Prof Ernst Worrell took part in the round-table discussion on Industry. With 35 years’ experience with Dutch and international companies, he can contribute to making industry more sustainable. “Rapid action is needed in terms of industrial energy consumption”, he argued. “Worldwide, we have a CO2 budget of 2,900 gigatonnes and we’ve already consumed 2,000 of that. The remaining 900 is the absolute maximum that we can emit and so every tonne we save really counts.”
The Netherlands has a unique industrial environment: we have a relatively large amount of heavy industry, thanks to cheap natural gas. But this is set to change as natural gas becomes more expensive. The industry of the future will look quite different. If we want to hold onto that industry, we will need to start offering cheap, renewable electricity. But the question is whether we can achieve that. So far, the Environmental Management Act has failed to deliver because enforcement appears to be ineffective. Worrell is concerned about that. He called for all opportunities to be seized: energy conservation, carbon capture and storage, hybrid systems and more. However, this will require a system analysis that has yet to be conducted. It will be up to the government to support this analysis.

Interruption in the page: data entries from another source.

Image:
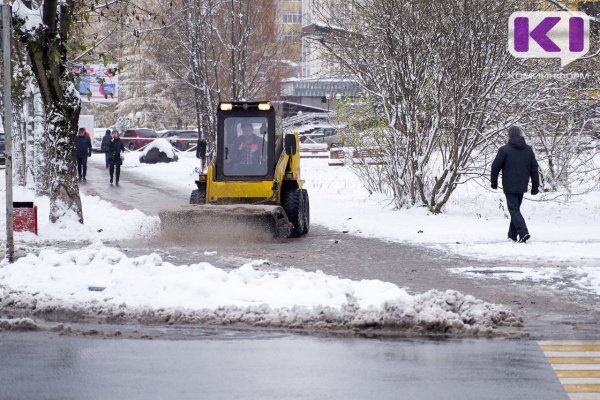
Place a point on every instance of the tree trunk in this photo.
(47, 48)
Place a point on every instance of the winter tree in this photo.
(439, 86)
(53, 34)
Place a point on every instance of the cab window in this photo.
(245, 146)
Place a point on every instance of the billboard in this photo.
(97, 83)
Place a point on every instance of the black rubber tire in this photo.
(306, 211)
(198, 196)
(293, 204)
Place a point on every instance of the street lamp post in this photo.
(6, 42)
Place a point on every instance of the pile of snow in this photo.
(102, 221)
(103, 283)
(18, 324)
(160, 150)
(474, 222)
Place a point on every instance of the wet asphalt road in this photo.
(548, 313)
(258, 364)
(247, 366)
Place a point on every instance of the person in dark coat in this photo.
(517, 162)
(105, 145)
(114, 157)
(83, 146)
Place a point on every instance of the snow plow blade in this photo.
(218, 222)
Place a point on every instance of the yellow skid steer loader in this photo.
(252, 186)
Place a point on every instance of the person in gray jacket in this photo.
(83, 149)
(517, 162)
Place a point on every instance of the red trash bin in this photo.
(25, 216)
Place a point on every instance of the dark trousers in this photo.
(112, 169)
(517, 222)
(81, 167)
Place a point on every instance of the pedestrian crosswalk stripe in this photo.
(570, 348)
(577, 366)
(584, 396)
(563, 343)
(577, 373)
(572, 353)
(574, 360)
(582, 388)
(580, 381)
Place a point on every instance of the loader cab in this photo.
(246, 141)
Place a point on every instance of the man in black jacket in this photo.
(105, 145)
(517, 162)
(84, 150)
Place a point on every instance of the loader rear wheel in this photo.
(198, 196)
(306, 211)
(293, 204)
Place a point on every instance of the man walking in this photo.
(104, 147)
(83, 146)
(517, 162)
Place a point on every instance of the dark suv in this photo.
(133, 139)
(181, 140)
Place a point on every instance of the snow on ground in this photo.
(103, 221)
(149, 289)
(474, 223)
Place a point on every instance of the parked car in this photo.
(97, 138)
(328, 136)
(181, 140)
(133, 139)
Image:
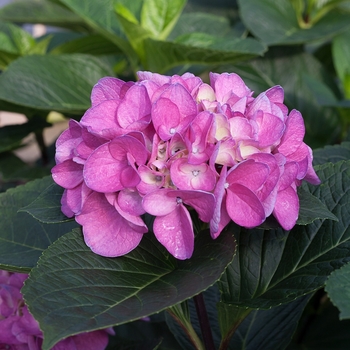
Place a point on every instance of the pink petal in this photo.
(158, 203)
(102, 171)
(68, 141)
(76, 197)
(134, 111)
(271, 129)
(244, 207)
(293, 135)
(202, 202)
(105, 231)
(219, 209)
(287, 208)
(166, 118)
(130, 201)
(249, 173)
(175, 232)
(107, 88)
(226, 84)
(67, 174)
(240, 128)
(101, 120)
(187, 176)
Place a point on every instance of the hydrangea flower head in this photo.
(171, 145)
(20, 331)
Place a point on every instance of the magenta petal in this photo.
(294, 133)
(105, 231)
(158, 203)
(202, 202)
(102, 171)
(67, 174)
(244, 207)
(250, 174)
(166, 118)
(134, 112)
(175, 232)
(270, 129)
(130, 201)
(101, 120)
(287, 208)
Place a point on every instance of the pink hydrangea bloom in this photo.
(20, 331)
(166, 145)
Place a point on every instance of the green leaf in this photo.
(311, 207)
(333, 154)
(15, 40)
(197, 22)
(46, 208)
(160, 16)
(11, 135)
(100, 16)
(341, 54)
(337, 288)
(277, 22)
(13, 169)
(62, 82)
(82, 291)
(22, 238)
(94, 44)
(163, 55)
(39, 11)
(269, 329)
(277, 266)
(322, 123)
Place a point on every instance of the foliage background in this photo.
(272, 293)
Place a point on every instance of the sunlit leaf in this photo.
(22, 238)
(81, 291)
(61, 82)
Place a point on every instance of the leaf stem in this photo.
(204, 322)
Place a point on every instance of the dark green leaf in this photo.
(39, 11)
(62, 82)
(81, 291)
(163, 55)
(47, 206)
(269, 329)
(322, 330)
(11, 135)
(22, 238)
(277, 22)
(13, 169)
(311, 208)
(338, 289)
(295, 71)
(332, 154)
(277, 266)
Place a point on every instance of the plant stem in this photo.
(204, 322)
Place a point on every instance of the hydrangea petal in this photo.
(175, 232)
(244, 207)
(286, 210)
(134, 111)
(105, 231)
(67, 174)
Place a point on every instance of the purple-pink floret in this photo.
(20, 331)
(166, 145)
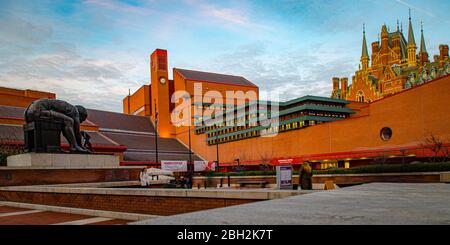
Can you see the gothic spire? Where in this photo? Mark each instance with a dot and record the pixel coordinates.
(364, 48)
(423, 48)
(411, 40)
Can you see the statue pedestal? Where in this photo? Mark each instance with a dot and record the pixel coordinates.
(57, 160)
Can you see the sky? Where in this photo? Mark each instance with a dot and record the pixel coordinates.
(91, 52)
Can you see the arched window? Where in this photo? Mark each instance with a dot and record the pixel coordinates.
(360, 96)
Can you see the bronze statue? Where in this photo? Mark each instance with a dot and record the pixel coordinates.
(61, 111)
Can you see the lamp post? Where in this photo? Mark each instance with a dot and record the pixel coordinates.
(190, 165)
(156, 132)
(217, 151)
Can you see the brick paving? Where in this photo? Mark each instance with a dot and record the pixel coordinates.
(47, 217)
(6, 209)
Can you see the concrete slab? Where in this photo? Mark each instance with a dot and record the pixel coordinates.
(376, 203)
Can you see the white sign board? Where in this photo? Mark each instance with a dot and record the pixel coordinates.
(174, 166)
(284, 177)
(200, 166)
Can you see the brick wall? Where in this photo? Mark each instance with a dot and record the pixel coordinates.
(155, 205)
(15, 177)
(338, 179)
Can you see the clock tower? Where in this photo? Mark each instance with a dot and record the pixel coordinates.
(160, 94)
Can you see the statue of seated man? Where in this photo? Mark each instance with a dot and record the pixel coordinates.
(61, 111)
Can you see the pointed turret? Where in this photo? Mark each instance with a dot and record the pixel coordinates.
(423, 54)
(364, 53)
(364, 48)
(423, 48)
(411, 47)
(411, 40)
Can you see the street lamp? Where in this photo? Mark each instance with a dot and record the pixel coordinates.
(190, 166)
(217, 151)
(156, 132)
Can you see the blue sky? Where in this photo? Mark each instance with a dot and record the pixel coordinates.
(91, 52)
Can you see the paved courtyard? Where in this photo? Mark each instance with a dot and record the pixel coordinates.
(375, 203)
(10, 215)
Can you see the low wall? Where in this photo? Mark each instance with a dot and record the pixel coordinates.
(143, 201)
(43, 176)
(340, 179)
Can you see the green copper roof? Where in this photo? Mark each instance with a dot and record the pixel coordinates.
(317, 98)
(257, 128)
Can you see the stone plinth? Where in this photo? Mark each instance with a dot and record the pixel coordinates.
(56, 160)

Prof Hens Runhaar was a guest at the round-table discussion on Agriculture. He commented on the design of the climate agreement from the perspective of a public-administration specialist and two things sprang to his attention. First of all, in addition to reducing greenhouse gas emissions, agriculture is also focusing on other policy objectives, including biodiversity, circularity and the quality of the landscape. But Runhaar says the link between climate goals and other policy objectives is missing, with trade-offs as a risk. One solution could be to develop the climate agreement into policy-specific plans, in which measures are explicitly evaluated and prioritised in terms of their contribution to several policy objectives.
Secondly, not all measures can be equally applied in conventional agriculture. This creates the risk that the climate targets will not be achieved. Additional subsidies and new revenue models could help win farmers over. “My own research shows that farmers are willing to make sustainability improvements, but have only limited room for manoeuvre”, he explains. “Concrete agreements on emission reductions are seriously needed. Farmers also need concrete undertakings with regard to financial and other support from processors, traders, water boards, provinces, retailers and other actors. Finally, the sector must be offered clear prospects for the future.